At the moment, Isaiah Bushman, 18, has neither. His transcript shows a P, or pending, in place of a score.
“He doesn’t even have an IB diploma now after all the work that he did,” Bushman said, adding that her son planned to be in touch his academic adviser to ask what he should do.
Inside the IB program
The two-year International Baccalaureate Diploma Program educational program is primarily aimed at 16- to 19-year-olds, according to the HEB district. The program provides an internationally accepted qualification for entry into higher education and is recognized by many universities worldwide, the district said.
Students in the program also earned traditional Texas high school diploma.
The program’s academic credentials stand out for college admissions officials.

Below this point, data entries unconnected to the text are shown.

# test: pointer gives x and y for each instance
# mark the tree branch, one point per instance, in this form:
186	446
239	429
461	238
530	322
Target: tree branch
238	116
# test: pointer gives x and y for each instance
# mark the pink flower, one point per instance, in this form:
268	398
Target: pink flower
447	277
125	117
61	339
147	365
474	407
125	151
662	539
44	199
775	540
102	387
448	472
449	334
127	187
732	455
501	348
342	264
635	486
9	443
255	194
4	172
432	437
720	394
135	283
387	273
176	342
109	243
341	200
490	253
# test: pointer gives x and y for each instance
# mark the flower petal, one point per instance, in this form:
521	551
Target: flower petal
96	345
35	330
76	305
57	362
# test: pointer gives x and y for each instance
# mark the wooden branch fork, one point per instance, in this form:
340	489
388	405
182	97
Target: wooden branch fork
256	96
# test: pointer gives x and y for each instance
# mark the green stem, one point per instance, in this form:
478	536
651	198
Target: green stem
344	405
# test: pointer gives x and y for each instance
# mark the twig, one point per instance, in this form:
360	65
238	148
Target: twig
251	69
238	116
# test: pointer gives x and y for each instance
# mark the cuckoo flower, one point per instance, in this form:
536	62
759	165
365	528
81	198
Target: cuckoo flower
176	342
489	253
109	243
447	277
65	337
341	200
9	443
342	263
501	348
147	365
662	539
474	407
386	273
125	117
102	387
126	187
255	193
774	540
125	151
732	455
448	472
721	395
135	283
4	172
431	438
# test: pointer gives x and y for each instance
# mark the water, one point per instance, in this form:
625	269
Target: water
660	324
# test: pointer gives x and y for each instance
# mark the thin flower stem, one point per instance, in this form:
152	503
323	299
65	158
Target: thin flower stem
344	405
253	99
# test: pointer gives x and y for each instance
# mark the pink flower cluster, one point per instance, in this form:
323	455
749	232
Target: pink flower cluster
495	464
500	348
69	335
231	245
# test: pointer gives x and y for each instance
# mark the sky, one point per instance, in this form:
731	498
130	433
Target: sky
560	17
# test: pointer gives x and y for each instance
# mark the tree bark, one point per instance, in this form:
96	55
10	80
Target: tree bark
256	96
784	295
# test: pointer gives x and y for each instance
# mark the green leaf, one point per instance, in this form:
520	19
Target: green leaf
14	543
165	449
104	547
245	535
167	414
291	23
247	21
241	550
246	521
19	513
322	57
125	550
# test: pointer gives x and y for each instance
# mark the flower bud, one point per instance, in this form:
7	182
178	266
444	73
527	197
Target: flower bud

In HEB schools, students don’t pay for the exams because the cost of testing is covered by the school district — that is not the case with all school districts.
Parents said their children invest immense time and energy focusing on the coursework.
In this case, the effect on college credit will depend on each university and will likely be examined in case-by-case basis, the district told the Star-Telegram. The lost exams will not affect the students’ college admissions, the district said.
“The HEB ISD administration and staff share the concerns and frustration of our students and parents over these lost exams,” the district said in its statement. “We are proud of these students and the hard work and diligence they have displayed in completing the IB diploma course work and pledge to continue to advocate on their behalf until the issue is resolved to our satisfaction.”